With ten horses set to contest the Benchmark 55 Handicap (1400m) to open the program, there is a chance a male hoop will be engaged to ride the two horses who have accepted without jockeys.

Secretary of the Club, Kerri Williams, is glad Monto can showcase some of the leading female riders in the bush.

“This is history making,” Williams said.

“We did not even realise that it was happening until I got all the acceptances out before lunchtime on Thursday.

“We got ready to print the race book and went 'wow, eight jockeys – all females, that is fantastic'.

“The girls are just getting stronger and stronger in the riding ranks; the female jockeys are going great.”

In their own little way, Monto has created history of late, with their 2020 meeting one of their strongest on record, showcasing the highest number of horses accepted in recent memory.

At the Monto track, there are no permanent trainers and jockeys based there, with everyone travelling to the town for Saturday’s race day.

They previously raced as many as nine times a year, but host just the one race day a year these days.

Brisbane-based apprentice Isabella Teh is one of the eight female jockeys travelling to Monto this weekend.

Teh is completing her apprenticeship with trainer Dan Bougoure and says she has noticed the growing trend of more lady riders in the bush over the last few months.

“It is great,” Teh said.

“Lately, we have been outnumbering the boys at the country race meetings, sometimes before this there is only one or two boys.

“At Bundaberg recently there was only one fella and there have been a few other times like this.”

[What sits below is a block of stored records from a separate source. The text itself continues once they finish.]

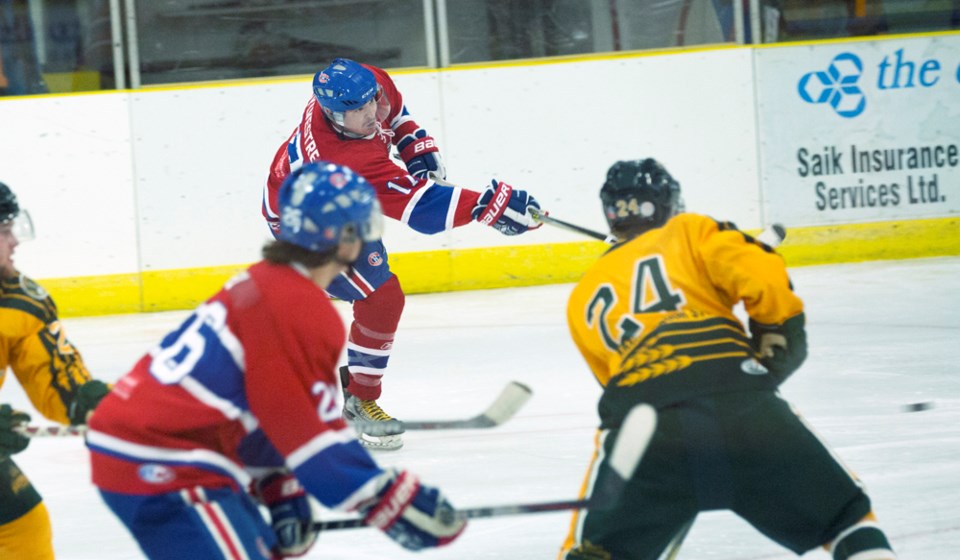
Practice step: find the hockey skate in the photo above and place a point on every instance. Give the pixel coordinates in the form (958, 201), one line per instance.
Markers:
(384, 434)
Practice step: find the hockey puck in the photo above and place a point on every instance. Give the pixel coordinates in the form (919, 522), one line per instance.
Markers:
(780, 230)
(917, 407)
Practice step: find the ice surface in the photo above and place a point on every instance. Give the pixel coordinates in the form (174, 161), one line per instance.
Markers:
(882, 335)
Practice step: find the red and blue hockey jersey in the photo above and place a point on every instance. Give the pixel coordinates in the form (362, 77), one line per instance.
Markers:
(246, 384)
(420, 203)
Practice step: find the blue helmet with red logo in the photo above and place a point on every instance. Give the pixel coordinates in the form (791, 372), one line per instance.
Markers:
(344, 85)
(323, 204)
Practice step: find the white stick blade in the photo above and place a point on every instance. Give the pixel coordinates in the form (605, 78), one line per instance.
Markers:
(632, 441)
(512, 399)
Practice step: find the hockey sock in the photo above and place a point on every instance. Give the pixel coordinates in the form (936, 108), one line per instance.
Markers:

Of the eight female riders set for Monto this Saturday, four are apprentices, with Teh noting that the non-TAB circuit is a perfect place for up-and-coming hoops to hone their skills before trying to crack into the Brisbane riding ranks.

Many of the jockeys will carpool together from the south-east of the state to Monto on Saturday.

Teh is on the comeback trail after a recent fall that put her on the sidelines.

She rode a winner at Bundaberg recently after a few months recovering from her fall in November of last year.

Monto-Race-Club-facebook-20.jpgLadies’ dominance is not unusual in the country areas of Queensland, with a race meeting at Innisfail around a year ago having all five races won by female trainers.

It's also not the first time that women have accounted for every engagement on a card, after a Non-TAB meeting at Clermont in October 2020 featured seven different female riders.

The emergence of female jockeys in Queensland was further emphasised last year at a meeting in Kilcoy, where there were twice as many women as their male counterparts riding.

It is believed to be the first time women riders have outnumbered men at a major Queensland TAB meeting.